Teorema

In questo abbuio di sole,
che dentro la voce ti trema,
se gigli ebbri e dimentichi sfogli
e il soffione della tua vanità
si dissolve nella vertigine,
se tieni in mano un’arancia
gustando l’ombra indolente
di una malinconia da principessa,
se precipita il sole nella danza
e il tuo drink è un grimorio
di colori festanti e lasci andare
il precipizio dei ricordi
al volo di una perplessa eleganza,
allora ovunque senti la risata
delle galassie fondersi col suolo,
dove Icaro mi sono schiantato
nell’adolescenza che seppe
la luna riesumare e la sua erranza.

Ho lasciato sul selciato il tuono
di quest’ombra che m’incanta.
Ho lasciato che il vento annunziasse
tutta la liberazione dei secoli
e i segreti impressi nella pietra
imponessero la loro ieratica
maestà d’inanimate divinità.
È così. Ogni parola centellina
grida sopite e poi, davvero intimo,
un fragore di stelle e di serpenti
il prolungato sibilo terrestre.

Eugenio Cavacciuti (Ettore Fobo)


Critica in semiotica estetica della Poesia “Teorema” di Eugenio Cavacciuti (Ettore Fobo)

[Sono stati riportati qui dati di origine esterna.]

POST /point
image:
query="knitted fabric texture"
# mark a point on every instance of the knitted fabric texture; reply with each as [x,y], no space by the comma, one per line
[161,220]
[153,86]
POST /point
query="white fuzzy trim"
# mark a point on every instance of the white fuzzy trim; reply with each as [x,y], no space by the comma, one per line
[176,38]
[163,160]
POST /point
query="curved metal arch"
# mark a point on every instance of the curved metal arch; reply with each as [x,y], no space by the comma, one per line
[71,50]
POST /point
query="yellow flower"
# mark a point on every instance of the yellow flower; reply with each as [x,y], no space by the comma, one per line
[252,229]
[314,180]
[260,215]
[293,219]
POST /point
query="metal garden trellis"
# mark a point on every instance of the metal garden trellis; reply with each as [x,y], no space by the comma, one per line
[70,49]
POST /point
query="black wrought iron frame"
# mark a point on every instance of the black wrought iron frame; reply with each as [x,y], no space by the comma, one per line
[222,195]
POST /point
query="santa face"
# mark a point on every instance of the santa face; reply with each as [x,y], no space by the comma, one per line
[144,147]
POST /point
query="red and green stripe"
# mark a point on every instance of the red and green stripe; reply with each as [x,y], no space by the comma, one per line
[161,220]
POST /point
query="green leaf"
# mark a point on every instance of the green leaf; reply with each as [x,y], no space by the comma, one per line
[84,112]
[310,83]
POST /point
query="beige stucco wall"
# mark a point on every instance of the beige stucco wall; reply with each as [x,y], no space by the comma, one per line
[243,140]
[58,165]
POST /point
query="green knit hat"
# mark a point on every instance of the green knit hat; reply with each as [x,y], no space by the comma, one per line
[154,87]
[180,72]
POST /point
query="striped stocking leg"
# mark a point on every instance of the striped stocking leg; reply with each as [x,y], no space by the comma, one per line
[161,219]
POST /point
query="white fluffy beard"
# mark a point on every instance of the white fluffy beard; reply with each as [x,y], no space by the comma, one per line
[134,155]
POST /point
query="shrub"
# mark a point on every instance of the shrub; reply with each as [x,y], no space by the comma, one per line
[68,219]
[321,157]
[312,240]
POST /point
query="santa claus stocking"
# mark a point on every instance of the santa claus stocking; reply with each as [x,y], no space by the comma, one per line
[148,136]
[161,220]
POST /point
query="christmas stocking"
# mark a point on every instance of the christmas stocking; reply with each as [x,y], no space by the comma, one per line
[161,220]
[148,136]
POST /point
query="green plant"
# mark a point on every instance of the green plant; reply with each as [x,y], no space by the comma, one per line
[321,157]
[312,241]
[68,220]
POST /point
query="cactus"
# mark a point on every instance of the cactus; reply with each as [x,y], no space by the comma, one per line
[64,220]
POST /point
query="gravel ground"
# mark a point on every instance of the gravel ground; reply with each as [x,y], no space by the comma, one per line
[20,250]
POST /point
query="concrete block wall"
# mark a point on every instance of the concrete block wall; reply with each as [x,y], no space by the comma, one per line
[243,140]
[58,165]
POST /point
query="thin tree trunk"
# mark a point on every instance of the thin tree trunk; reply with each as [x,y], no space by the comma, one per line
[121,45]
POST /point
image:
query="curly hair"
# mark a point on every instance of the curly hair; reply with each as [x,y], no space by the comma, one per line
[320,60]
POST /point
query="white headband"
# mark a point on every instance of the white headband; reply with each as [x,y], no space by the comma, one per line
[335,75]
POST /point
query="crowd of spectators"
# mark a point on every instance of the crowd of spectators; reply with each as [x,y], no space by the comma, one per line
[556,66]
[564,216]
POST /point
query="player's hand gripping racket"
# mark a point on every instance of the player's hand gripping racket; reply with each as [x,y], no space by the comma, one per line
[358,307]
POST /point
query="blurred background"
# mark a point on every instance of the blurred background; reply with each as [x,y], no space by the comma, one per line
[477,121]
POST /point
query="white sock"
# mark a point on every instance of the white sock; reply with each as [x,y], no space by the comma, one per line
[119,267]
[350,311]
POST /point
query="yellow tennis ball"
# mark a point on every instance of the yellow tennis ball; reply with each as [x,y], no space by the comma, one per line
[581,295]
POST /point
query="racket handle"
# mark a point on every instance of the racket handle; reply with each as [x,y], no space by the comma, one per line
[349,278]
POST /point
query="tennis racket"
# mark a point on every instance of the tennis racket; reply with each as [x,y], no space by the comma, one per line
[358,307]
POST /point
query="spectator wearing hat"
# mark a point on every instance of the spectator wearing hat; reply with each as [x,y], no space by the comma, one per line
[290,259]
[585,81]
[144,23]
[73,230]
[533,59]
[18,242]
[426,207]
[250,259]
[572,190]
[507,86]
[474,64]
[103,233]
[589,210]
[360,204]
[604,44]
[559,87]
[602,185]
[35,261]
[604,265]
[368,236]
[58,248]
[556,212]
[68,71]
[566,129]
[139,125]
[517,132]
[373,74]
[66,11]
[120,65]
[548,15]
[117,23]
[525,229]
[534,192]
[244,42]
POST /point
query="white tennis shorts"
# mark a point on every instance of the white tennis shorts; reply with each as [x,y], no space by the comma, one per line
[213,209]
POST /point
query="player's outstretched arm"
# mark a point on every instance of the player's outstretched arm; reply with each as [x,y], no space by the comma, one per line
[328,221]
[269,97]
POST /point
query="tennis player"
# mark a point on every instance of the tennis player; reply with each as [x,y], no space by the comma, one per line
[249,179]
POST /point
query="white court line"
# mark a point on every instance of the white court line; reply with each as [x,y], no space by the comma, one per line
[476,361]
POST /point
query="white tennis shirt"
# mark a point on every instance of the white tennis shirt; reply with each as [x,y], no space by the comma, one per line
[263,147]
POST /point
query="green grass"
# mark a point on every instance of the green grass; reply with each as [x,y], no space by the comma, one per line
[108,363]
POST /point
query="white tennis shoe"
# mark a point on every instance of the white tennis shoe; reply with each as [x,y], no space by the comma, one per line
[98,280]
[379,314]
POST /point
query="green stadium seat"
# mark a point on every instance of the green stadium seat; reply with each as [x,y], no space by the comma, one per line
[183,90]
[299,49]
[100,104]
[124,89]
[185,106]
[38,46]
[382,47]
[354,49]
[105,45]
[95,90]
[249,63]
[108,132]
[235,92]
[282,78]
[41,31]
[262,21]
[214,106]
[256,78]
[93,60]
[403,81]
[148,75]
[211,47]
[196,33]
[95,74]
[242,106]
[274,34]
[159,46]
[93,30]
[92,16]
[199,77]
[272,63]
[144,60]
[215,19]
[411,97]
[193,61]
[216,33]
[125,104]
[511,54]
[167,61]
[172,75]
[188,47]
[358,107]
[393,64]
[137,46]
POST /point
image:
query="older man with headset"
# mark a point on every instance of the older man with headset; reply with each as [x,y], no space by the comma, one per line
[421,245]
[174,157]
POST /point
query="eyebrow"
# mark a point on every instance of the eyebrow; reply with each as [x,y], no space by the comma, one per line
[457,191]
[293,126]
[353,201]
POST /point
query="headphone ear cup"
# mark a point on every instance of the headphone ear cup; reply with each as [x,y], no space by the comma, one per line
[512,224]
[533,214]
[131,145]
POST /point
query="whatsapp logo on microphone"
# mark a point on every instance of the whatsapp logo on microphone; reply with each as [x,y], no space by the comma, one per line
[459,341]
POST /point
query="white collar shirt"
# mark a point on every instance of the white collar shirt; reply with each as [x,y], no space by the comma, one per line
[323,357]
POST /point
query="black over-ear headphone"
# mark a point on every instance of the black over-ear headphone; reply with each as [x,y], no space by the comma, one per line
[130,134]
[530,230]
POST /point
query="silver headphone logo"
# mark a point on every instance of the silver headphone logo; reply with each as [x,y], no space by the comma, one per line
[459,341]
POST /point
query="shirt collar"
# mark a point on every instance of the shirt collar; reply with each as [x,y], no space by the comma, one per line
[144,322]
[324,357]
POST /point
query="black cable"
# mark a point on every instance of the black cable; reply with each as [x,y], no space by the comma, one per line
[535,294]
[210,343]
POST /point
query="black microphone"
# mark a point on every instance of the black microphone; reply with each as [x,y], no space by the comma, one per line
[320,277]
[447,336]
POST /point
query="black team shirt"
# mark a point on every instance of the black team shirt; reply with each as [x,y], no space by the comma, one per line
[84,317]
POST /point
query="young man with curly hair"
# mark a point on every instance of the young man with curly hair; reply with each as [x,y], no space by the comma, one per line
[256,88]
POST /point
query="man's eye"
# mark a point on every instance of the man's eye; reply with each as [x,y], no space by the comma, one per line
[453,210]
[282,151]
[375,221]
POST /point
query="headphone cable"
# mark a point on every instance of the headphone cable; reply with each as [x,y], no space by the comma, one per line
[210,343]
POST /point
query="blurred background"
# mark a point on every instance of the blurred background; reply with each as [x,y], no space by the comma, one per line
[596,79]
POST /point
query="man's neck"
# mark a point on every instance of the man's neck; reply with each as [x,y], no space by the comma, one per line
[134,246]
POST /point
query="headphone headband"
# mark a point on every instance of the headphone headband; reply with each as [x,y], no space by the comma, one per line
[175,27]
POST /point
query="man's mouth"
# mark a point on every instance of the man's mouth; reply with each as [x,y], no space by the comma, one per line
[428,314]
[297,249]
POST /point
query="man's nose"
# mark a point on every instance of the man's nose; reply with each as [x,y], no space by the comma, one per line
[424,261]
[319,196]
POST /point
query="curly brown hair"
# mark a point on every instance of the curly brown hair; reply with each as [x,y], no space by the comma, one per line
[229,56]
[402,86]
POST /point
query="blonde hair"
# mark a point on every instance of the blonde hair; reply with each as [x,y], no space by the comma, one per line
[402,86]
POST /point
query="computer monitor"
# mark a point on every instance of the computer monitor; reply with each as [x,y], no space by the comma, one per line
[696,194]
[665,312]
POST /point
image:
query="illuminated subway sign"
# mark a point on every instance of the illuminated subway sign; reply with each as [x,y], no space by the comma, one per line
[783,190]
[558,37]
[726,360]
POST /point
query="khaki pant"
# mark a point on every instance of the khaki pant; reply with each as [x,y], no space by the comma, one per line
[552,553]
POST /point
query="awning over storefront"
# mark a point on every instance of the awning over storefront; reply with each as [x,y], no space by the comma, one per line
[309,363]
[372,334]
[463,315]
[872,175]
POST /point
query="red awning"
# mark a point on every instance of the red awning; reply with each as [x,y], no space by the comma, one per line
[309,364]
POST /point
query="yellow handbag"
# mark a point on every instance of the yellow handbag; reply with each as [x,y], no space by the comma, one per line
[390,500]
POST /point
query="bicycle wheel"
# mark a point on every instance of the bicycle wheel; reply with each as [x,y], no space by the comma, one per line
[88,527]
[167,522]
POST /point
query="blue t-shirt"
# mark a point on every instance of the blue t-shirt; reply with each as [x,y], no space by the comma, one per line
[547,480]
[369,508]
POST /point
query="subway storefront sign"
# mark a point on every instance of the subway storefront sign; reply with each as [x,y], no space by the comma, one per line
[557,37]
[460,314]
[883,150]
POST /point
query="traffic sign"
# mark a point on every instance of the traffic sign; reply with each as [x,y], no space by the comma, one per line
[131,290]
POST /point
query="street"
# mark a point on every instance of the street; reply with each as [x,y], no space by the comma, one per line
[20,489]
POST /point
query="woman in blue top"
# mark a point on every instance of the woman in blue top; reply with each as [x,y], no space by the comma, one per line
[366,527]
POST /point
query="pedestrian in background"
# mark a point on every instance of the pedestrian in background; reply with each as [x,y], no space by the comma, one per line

Fra il mediano e il dimidiante è la parola del Cavacciuti in Arte Ettore Fobo, a guardare profondamente per trovare il segreto del divenire essente, che lega e rilega gli opposti. Finanche lo schianto di una caduta rinsalda la ierogamia del cielo alla terra, la deità alla pietra, perché nella parola dimori l’evento universale.